Cecilia Smiga, 38, a former pupil of Ysgol Morgan Llwyd in Wrexham, graced some of opera’s finest concert halls and had sung at leading sporting events.
She was head of music performance and performing arts at the Berkshire-based LVS Ascot School and her parents, Mike and Allyson are from Cefnybedd.
An inquest heard that for several months she had been complaining about shortness of breath and tiredness.
After first being prescribed anti-biotics by her GP, she underwent a CT scan at Frimley Park Hospital in Surrey last February.
Her condition worsened, but the tumour, which measured 10cm by 7cm and formed behind Miss Smiga’s heart, was not spotted by doctors until five days before she died on April 9. Ms Smiga was finally admitted to the Royal Brompton Hospital in London, but nothing could be done to save her.
Her father, Michael Smiga, told Westminster Coroner’s Court his daughter had been ill since August 2012 and that there had been various instances in the months after where he had seen her short of breath and even vomiting.
“In March 2013 I collected her to go to the England v Wales Six Nations match.
“She parked her car at the station so she wouldn’t have to walk up the hill again,” he said.

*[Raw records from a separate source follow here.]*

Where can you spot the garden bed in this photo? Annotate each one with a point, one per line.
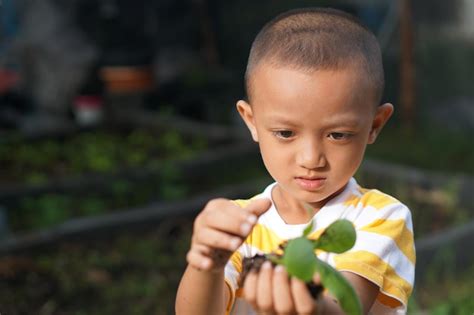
(50, 181)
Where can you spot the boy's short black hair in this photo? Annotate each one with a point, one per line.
(318, 39)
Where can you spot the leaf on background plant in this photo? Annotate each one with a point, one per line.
(339, 237)
(339, 287)
(299, 258)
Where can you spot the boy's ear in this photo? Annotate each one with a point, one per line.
(245, 111)
(382, 115)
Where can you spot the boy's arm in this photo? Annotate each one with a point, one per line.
(271, 290)
(218, 231)
(202, 292)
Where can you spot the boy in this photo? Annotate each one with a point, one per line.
(314, 82)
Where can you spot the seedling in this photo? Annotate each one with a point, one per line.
(300, 261)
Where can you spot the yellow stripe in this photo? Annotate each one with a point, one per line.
(236, 260)
(263, 239)
(375, 269)
(388, 301)
(373, 198)
(396, 230)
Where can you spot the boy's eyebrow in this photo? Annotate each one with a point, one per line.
(346, 120)
(280, 119)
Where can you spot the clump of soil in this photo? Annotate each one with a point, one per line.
(254, 263)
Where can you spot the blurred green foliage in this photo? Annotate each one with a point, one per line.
(100, 151)
(427, 147)
(132, 273)
(446, 293)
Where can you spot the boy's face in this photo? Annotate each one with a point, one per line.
(312, 127)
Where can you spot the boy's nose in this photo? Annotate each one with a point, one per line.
(311, 156)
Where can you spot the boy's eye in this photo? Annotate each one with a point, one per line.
(339, 135)
(284, 134)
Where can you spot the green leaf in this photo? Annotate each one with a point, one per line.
(339, 237)
(299, 258)
(308, 229)
(339, 287)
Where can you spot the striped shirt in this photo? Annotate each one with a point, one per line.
(384, 252)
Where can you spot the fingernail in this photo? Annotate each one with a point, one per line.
(279, 268)
(234, 243)
(252, 219)
(245, 228)
(205, 264)
(267, 265)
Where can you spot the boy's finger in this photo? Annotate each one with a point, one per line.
(231, 220)
(250, 288)
(264, 288)
(283, 302)
(259, 206)
(304, 303)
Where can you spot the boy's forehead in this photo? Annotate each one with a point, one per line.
(278, 82)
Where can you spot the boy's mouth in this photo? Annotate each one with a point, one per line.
(310, 183)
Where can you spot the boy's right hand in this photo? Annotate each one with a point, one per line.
(220, 229)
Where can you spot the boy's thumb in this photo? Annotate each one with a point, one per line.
(259, 206)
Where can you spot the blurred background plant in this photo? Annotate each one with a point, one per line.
(110, 109)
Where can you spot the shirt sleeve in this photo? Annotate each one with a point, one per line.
(384, 253)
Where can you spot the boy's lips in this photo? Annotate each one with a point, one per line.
(310, 183)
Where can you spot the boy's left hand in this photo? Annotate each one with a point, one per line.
(272, 291)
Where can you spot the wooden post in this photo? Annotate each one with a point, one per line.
(407, 67)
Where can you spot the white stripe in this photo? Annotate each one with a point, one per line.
(364, 216)
(386, 249)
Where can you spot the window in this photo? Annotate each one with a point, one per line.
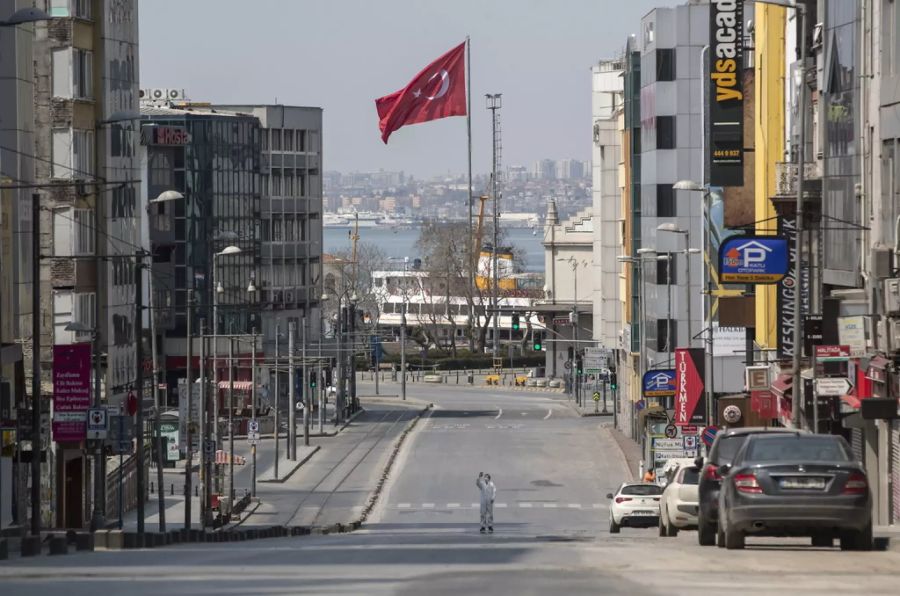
(83, 238)
(665, 65)
(665, 201)
(665, 132)
(83, 308)
(82, 74)
(665, 270)
(73, 153)
(664, 343)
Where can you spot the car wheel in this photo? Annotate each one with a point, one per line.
(613, 526)
(706, 533)
(734, 539)
(822, 540)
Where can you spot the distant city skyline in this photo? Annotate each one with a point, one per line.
(341, 55)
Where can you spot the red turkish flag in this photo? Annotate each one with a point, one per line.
(438, 91)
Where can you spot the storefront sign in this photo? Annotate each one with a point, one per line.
(726, 97)
(659, 383)
(71, 391)
(690, 407)
(753, 259)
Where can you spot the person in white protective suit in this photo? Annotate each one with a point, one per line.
(488, 492)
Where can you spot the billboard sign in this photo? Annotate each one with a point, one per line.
(71, 391)
(659, 383)
(753, 259)
(690, 407)
(726, 96)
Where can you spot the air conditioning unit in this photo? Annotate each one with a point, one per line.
(892, 296)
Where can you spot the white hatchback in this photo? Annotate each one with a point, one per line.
(680, 501)
(634, 505)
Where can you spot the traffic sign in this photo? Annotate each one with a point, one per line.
(833, 386)
(97, 423)
(709, 435)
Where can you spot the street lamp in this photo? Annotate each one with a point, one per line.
(687, 252)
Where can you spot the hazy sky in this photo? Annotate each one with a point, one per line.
(342, 54)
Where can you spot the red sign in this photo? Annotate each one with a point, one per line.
(764, 403)
(832, 352)
(71, 391)
(689, 405)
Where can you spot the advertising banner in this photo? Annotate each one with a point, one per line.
(753, 259)
(659, 383)
(726, 97)
(690, 405)
(71, 391)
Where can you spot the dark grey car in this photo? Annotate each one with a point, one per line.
(796, 485)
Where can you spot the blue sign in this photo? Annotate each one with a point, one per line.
(659, 383)
(753, 259)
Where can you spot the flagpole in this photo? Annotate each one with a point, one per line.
(472, 256)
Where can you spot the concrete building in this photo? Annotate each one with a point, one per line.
(569, 286)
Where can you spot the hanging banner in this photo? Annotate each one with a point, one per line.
(71, 391)
(726, 97)
(753, 259)
(787, 317)
(690, 405)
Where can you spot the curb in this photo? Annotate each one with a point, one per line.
(295, 467)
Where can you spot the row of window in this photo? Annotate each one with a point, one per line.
(283, 139)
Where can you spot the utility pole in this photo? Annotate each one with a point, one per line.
(403, 354)
(139, 381)
(201, 415)
(253, 412)
(277, 398)
(796, 402)
(292, 420)
(36, 438)
(304, 383)
(494, 103)
(189, 422)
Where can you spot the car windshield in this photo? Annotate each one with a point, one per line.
(796, 448)
(727, 448)
(642, 489)
(690, 476)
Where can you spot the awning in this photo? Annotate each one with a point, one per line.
(238, 385)
(782, 384)
(850, 400)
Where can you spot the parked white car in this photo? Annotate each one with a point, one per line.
(634, 505)
(680, 500)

“There was another instance when I took her back to Ascot. She was walking up the stairs to her flat and she began violently vomiting. I had never seen anything quite so bizarre.”
Dr Shirley Radcliffe said doctors probably should have realised there was a tumour behind her heart long before it was eventually found. But she said there was no evidence to suggest doctors would have found a way to save her life.
Dr Radcliffe said in her narrative verdict: “This was a highly unusual tumour and a very rapid deterioration in her condition.
“She strikes me as the sort of person who did not wish to make a fuss. She was a brave soul who did not want to trouble anyone.
“Doctors had difficulty in understanding the underlying condition and she had a lack of response to conventional treatment.”
After various treatments – including a spell in hospital in Wrexham – she became severely ill and went to Frimley Park Hospital.
Doctors thought it was a pulmonary embolism but the scan revealed a tumour.
Dr Radcliffe added: “This was a very complex situation but one could only think that an earlier diagnosis would give a possibility of a better outcome but it is not possible to say for sure in her case.”
Ms Smiga studied at the Flanders Opera studio in Belgium, the Zürich International Opera Studio and the Royal Northern College of Music in Manchester.
Her many acclaimed roles included Carlotta in Phantom of the Opera in the West End and Fiordiligi in Mozart’s Cosi fan tutte for Flanders Opera in Gent and Antwerp.
Among her many honours, Ms Smiga was a member of the 2011 Wrexham National Eisteddfod music committee.